Y mientras el maestro Arnal repasa una y otra vez sus papeles, el temible Lespinasse entra en el comedor de su mansión señorial. Se sienta a la mesa, abre su diario y se toma el café de la mañana, que le sirve su mujer en el comedor de su mansión señorial.
En su celda, Marcel también se toma el brebaje caliente que le lleva el guardia. Un ujier acaba de entregarle su citación para comparecer ante la Corte especial del Tribunal de Toulouse. Marcel mira por el ventanuco, el sol está un poco más alto que antes. Piensa en su niña pequeña, en su mujer, en alguna parte de España, al otro lado de las montañas.
La mujer de Lespinasse se levanta y, tras besar a su marido en la mejilla, se va a una reunión de beneficencia. El fiscal se pone el abrigo y se mira en el espejo, orgulloso de su porte, convencido de ganar. Se sabe el texto de memoria. Un Citroën negro lo espera delante de su casa para llevarle al palacio.
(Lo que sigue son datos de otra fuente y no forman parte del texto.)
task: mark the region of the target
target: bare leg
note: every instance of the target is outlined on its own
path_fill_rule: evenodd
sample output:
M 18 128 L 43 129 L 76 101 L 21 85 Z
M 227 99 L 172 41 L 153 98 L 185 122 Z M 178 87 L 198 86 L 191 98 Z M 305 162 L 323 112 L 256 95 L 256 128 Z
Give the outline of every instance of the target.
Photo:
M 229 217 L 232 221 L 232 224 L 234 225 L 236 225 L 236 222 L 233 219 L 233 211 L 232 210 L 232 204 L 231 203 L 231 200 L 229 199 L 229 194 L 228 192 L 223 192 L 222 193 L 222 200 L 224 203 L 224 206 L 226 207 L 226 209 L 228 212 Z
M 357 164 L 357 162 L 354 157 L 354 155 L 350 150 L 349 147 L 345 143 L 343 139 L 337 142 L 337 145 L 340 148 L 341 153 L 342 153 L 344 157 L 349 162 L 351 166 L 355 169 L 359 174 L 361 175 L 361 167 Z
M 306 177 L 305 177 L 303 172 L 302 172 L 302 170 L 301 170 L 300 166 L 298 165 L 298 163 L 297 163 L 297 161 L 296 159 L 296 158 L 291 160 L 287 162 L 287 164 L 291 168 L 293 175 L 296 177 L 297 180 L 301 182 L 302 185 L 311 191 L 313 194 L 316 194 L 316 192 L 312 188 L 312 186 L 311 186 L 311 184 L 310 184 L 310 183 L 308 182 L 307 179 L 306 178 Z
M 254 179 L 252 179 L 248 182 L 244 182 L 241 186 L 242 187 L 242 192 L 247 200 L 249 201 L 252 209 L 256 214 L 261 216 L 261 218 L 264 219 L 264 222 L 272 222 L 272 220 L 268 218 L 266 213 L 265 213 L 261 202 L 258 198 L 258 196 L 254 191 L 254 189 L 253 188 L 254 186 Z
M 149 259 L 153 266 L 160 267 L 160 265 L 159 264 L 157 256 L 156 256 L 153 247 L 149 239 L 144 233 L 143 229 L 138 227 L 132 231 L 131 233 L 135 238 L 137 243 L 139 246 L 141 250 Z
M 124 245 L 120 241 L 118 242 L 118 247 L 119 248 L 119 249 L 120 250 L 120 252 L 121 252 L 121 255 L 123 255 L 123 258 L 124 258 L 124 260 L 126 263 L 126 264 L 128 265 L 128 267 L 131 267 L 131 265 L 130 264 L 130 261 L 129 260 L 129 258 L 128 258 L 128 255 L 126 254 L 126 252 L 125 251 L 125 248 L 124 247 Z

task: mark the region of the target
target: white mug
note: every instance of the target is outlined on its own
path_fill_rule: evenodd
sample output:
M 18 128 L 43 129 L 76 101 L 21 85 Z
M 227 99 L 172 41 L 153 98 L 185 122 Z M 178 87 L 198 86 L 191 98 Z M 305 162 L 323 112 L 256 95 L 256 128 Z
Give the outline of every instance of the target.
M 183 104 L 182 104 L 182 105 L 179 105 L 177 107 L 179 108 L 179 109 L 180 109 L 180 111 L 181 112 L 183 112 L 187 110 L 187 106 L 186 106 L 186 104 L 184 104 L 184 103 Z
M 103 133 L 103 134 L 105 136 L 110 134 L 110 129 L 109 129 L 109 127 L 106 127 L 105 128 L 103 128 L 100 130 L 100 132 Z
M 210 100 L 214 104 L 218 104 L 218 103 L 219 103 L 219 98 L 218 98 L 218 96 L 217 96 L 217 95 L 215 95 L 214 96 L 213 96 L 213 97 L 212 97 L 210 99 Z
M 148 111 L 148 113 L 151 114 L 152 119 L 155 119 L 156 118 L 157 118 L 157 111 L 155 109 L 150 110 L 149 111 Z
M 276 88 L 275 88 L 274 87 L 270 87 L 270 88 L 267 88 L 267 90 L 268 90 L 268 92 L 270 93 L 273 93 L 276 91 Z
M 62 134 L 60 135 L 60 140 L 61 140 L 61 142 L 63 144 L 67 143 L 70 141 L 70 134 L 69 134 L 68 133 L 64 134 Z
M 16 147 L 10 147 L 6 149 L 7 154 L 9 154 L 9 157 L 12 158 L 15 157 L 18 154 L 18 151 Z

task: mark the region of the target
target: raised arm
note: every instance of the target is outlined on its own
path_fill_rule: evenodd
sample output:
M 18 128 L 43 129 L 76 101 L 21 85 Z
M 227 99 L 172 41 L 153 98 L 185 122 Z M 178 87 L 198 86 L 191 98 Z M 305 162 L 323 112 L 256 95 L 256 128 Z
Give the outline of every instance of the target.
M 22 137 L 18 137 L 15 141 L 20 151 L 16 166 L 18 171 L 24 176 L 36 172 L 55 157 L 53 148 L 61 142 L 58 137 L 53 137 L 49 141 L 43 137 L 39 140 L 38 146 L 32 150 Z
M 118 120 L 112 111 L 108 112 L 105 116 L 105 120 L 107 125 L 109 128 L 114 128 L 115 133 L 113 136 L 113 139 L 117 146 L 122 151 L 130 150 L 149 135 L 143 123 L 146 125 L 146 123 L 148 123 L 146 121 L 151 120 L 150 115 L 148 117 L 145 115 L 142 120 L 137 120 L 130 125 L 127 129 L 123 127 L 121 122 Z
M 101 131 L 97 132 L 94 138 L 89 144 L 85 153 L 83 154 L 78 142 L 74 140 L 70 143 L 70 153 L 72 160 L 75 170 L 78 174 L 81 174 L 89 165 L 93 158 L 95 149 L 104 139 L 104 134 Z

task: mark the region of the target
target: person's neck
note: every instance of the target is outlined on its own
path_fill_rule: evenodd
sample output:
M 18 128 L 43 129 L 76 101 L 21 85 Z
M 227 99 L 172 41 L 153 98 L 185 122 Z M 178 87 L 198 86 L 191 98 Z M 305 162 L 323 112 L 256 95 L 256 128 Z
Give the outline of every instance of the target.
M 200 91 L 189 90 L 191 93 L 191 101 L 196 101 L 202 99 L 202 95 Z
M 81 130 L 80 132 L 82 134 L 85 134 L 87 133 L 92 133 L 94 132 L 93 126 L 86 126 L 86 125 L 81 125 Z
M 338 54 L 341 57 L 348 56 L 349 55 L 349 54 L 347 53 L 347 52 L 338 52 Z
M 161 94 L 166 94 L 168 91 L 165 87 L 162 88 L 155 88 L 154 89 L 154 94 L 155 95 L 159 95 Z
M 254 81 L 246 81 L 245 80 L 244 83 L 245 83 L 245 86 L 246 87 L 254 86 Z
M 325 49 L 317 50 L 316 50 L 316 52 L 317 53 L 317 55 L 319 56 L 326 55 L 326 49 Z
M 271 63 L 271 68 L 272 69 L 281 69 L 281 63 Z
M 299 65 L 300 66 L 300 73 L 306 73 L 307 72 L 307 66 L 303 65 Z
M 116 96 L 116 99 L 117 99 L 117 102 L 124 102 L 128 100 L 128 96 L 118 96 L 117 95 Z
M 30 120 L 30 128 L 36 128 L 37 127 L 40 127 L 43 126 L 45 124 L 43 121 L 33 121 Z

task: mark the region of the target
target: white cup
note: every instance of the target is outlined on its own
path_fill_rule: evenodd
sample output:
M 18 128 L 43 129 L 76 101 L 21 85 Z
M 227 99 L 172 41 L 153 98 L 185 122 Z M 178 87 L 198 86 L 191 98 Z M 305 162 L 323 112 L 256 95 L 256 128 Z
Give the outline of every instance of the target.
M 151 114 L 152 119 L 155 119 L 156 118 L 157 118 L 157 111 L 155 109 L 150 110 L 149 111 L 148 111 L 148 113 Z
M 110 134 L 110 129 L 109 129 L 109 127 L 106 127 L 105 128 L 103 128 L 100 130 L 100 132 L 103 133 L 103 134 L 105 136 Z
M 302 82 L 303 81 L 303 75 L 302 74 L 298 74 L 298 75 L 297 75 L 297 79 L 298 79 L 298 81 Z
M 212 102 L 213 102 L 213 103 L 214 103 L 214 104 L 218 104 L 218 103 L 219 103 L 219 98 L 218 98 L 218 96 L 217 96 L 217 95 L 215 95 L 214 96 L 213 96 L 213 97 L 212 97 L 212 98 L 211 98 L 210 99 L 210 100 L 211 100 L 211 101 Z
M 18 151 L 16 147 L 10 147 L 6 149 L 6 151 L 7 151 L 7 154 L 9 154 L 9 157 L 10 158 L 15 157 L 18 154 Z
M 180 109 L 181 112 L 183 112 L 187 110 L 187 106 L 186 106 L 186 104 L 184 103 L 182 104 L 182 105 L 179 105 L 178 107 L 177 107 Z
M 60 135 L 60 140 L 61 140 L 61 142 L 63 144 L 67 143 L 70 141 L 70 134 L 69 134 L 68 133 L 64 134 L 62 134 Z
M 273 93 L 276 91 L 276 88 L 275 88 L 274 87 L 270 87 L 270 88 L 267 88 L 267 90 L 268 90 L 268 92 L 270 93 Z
Al otro lado de la ciudad, un gendarme elige la camisa más bonita de su armario, blanca, con el cuello almidonado. Él lo detuvo y hoy lo han llamado para comparecer. El joven gendarme Cabannac tiene las manos húmedas cuando se anuda la corbata. Algo no cuadra en los acontecimientos que van a tener lugar, algo feo, y Cabannac lo sabe; por otro lado, si pudiera volver atrás, dejaría marchar a aquel tipo con su maleta negra. Los enemigos son los cabezas cuadradas alemanes, no los chicos como él. Entonces piensa en el Estado francés bajo la ocupación nazi y su mecánica administrativa. Él es sólo un simple engranaje y no puede cambiar las cosas. El gendarme Cabannac conoce bien la mecánica, su padre se lo ha explicado todo al respecto, y también sobre la moral que se requiere. Los fines de semana le gusta reparar su motocicleta en el cobertizo de su padre. Sabe perfectamente que una pieza que no funciona puede estropear todo el mecanismo. Entonces, con las manos húmedas, Cabannac se aprieta el nudo de la corbata en el cuello almidonado de su bonita camisa blanca y se encamina a la parada del tranvía.
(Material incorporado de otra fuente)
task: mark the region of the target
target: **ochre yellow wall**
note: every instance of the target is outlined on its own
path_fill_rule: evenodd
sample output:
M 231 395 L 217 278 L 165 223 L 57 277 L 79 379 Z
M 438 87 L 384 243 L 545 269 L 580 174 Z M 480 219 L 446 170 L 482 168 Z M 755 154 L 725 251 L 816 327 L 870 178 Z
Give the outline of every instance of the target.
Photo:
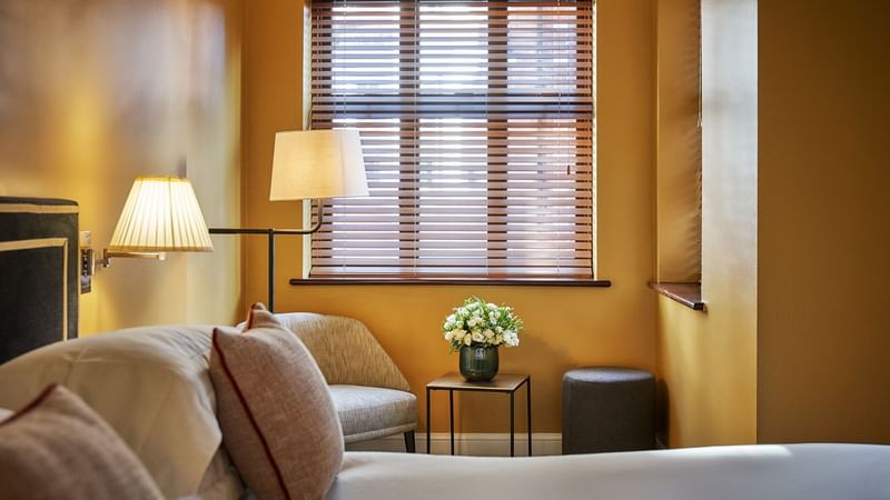
M 0 194 L 69 198 L 108 244 L 139 174 L 187 174 L 207 222 L 239 222 L 240 0 L 6 0 Z M 237 244 L 117 259 L 80 296 L 80 332 L 229 322 Z
M 701 281 L 699 4 L 656 2 L 655 278 Z
M 660 33 L 663 23 L 668 32 L 689 29 L 682 8 L 694 6 L 674 1 L 660 2 Z M 746 443 L 756 434 L 756 0 L 702 1 L 708 311 L 659 298 L 657 366 L 671 447 Z
M 890 443 L 890 3 L 760 7 L 758 440 Z
M 502 349 L 502 371 L 533 376 L 534 430 L 561 428 L 562 373 L 582 364 L 625 364 L 654 370 L 654 4 L 651 0 L 597 2 L 599 268 L 612 288 L 457 286 L 301 286 L 300 247 L 278 244 L 279 311 L 316 311 L 364 321 L 395 359 L 421 398 L 424 386 L 457 368 L 441 322 L 464 298 L 515 307 L 527 332 L 518 349 Z M 285 0 L 247 7 L 244 187 L 247 221 L 258 227 L 298 223 L 296 203 L 268 199 L 273 137 L 299 128 L 303 106 L 303 9 Z M 265 242 L 251 244 L 246 263 L 249 301 L 265 300 Z M 522 402 L 523 396 L 517 402 Z M 506 398 L 458 399 L 457 429 L 505 432 Z M 447 429 L 447 398 L 438 399 L 434 430 Z M 492 413 L 488 408 L 494 408 Z M 524 412 L 517 412 L 517 424 Z

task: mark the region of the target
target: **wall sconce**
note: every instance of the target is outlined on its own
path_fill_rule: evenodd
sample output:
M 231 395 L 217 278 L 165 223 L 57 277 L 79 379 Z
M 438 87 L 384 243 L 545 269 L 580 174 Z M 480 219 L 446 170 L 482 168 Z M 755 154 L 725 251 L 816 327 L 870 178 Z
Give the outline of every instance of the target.
M 100 262 L 107 268 L 111 258 L 164 260 L 168 251 L 214 251 L 204 214 L 188 179 L 140 177 Z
Un Citroën negro circula a lo lejos y pasa por delante del vagón del tranvía. En la parte trasera del vagón, sentado en un banco de madera, un anciano relee sus notas. El maestro Arnal levanta un instante la cabeza para volver a hundirse después en su lectura. El resultado será reñido, pero todavía no está todo perdido. Es algo impensable que un tribunal francés condene a muerte a un patriota. Langer es un hombre valiente, de los que actúan porque son valerosos. Lo supo en cuanto lo conoció en su celda. Tenía el rostro deformado por ello; bajo sus pómulos, se adivinaban los puñetazos recibidos en peleas, y tenía los labios cortados y azules, tumefactos. Se pregunta qué aspecto tendría Marcel antes de que lo molieran a palos, antes de que se le deformara el rostro y de que la violencia dejara su huella en él. «Demonios, luchan por nuestra libertad -piensa Arnal-, no es tan complicado de entender. Si el tribunal no lo ve, tendrá que abrir los ojos. Que lo condenen a cumplir una pena de prisión, por ejemplo, puede aceptarse, podrá servir para salvar las apariencias, pero la muerte, no. Ese juicio sería indigno para un magistrado francés.» Cuando el tranvía se para con un quejido metálico en la estación Palais de Justice, el señor Arnal ha recobrado la confianza necesaria para desarrollar adecuadamente su alegato. Está convencido de que va a ganar ese proceso, se batirá con su adversario, el fiscal Lespinasse, y le salvará el cuello a ese joven. «Marcel Langer», se repite en voz baja mientras sube las escaleras.